By BRADLEY S. KLAPPER

GENEVA, June 17, 2005 (AP) — The conflict in Sudan’s western region of Darfur will require much more humanitarian attention than any other crisis in the world this year, the international Red Cross said Friday.

Aid workers from the ICRC and Sudanese Red Crescent distribute blankets to Sudanese refugees in Sudan's Darfur. (File -Photo ICRC).
Aid workers from the ICRC and Sudanese Red Crescent distribute blankets to Sudanese refugees in Sudan’s Darfur. (File -Photo ICRC).

Aid workers from the ICRC and Sudanese Red Crescent distribute blankets to Sudanese refugees in Sudan’s Darfur. (ICRC).

Although fighting in Darfur has mostly subsided, civilians in the region are still suffering from a lack of law and order, widespread banditry and limited access to basic supplies, said Jacob Kellenberger, president of the International Committee of the Red Cross.

“The big problem now is not the intensity of the fighting,” Kellenberger said. “The human suffering caused by the conflict has been out of proportion.”

Darfur rebels now engaged with the Sudanese government in Nigeria-hosted peace talks began their uprising two years ago, complaining of what they saw as years of state neglect and discrimination against Sudanese of African origin. The government is accused of responding with a counterinsurgency campaign in which ethnic Arab militia known as Janjaweed committed wide-scale abuses against ethnic Africans.

Disease and hunger have multiplied the toll from fighting as thousands fled their homes to camps inside and outside Sudan. Aid workers now fear the war, which has kept farmers from their fields, will contribute to a food crisis, with drought also predicted this year.

In a statement from its Khartoum, Sudan offices Friday, the U.N. World Food Program said up to 3.5 million people _ or more than half Darfur’s population _ would need food aid between August and October.
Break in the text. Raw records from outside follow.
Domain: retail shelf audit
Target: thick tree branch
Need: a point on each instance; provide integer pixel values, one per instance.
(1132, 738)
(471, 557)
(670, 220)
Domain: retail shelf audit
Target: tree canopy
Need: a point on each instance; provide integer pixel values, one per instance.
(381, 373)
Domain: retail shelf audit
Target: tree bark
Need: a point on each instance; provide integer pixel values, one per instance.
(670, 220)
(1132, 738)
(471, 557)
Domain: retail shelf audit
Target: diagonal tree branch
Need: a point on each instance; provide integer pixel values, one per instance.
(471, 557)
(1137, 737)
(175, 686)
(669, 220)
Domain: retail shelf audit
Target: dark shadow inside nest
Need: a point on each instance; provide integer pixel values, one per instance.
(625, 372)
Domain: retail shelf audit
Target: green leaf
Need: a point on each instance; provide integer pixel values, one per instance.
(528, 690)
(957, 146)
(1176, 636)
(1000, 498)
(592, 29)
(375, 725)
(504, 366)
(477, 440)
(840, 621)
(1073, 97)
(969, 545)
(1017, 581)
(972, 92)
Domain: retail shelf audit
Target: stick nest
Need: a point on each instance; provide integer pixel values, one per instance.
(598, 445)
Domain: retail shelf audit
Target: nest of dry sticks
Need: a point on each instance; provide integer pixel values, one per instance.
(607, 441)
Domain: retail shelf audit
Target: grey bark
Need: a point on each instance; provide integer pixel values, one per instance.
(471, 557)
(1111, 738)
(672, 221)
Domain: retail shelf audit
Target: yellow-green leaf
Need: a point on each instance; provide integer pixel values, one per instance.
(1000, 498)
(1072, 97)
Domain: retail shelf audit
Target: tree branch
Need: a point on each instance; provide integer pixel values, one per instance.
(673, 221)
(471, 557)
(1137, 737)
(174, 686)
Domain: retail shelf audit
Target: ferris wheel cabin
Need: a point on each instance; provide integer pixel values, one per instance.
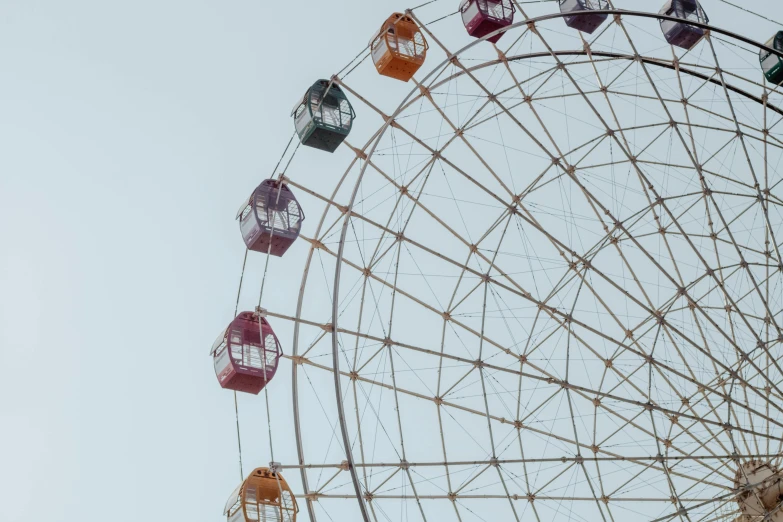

WFP, saying it had previously forecast a maximum of 2.8 million people in need, appealed for an additional US$94 million so that it could feed more of the hungry during that period, a traditional lean time.

“In May, WFP fed a record of 1.8 million people in Darfur _ most of them stranded in camps after being forced from their homes and farms,” Ramiro Lopes da Silva, WFP’s Sudan director, said in a statement. “But large numbers of others can no longer provide for themselves because of insecurity, drought, the poor harvest last year and with local markets closed. They don’t live in camps, but are all caught in the same Darfur trap, and urgently need our help to survive.”

The ICRC’s Kellenberger said the ICRC’s programs in Sudan _ the humanitarian organization’s most extensive in 2004 _ will need to be expanded this year to help provide relief, medical facilities and family communication to more than 300,000 civilians throughout Darfur.

“Darfur has been really a main challenge for the ICRC last year,” he said. “We really had to fight for access … and it was a major challenge in terms of networking.

“For this year, the operation in Sudan will stand out even more compared to other operations than it did last year.”

In the ICRC’s 392-page annual report released Friday, the humanitarian organization said it could now “work throughout most of Darfur.”

Until Kellenberger visited Sudanese officials in Khartoum in March 2004, the group had been restricted to three towns in Darfur and a few “humanitarian corridors.”

The ICRC “frequently urged the (Sudanese) authorities to step up measures in Darfur to protect civilians from attack and to improve the security situation so aid could reach conflict victims,” the report said.

The group also “remained deeply concerned about the serious violations of (international humanitarian law) in Darfur,” the report said.

Funding for the ICRC’s activities this year in Sudan will likely be three times the amount for its second largest planned operation, in Israel and the Palestinian territories, Kellenberger said.

Last year, the ICRC spent some 93 million Swiss francs (US$73 million; A?60 million) in Sudan, the bulk of which was used for emergency assistance in Darfur.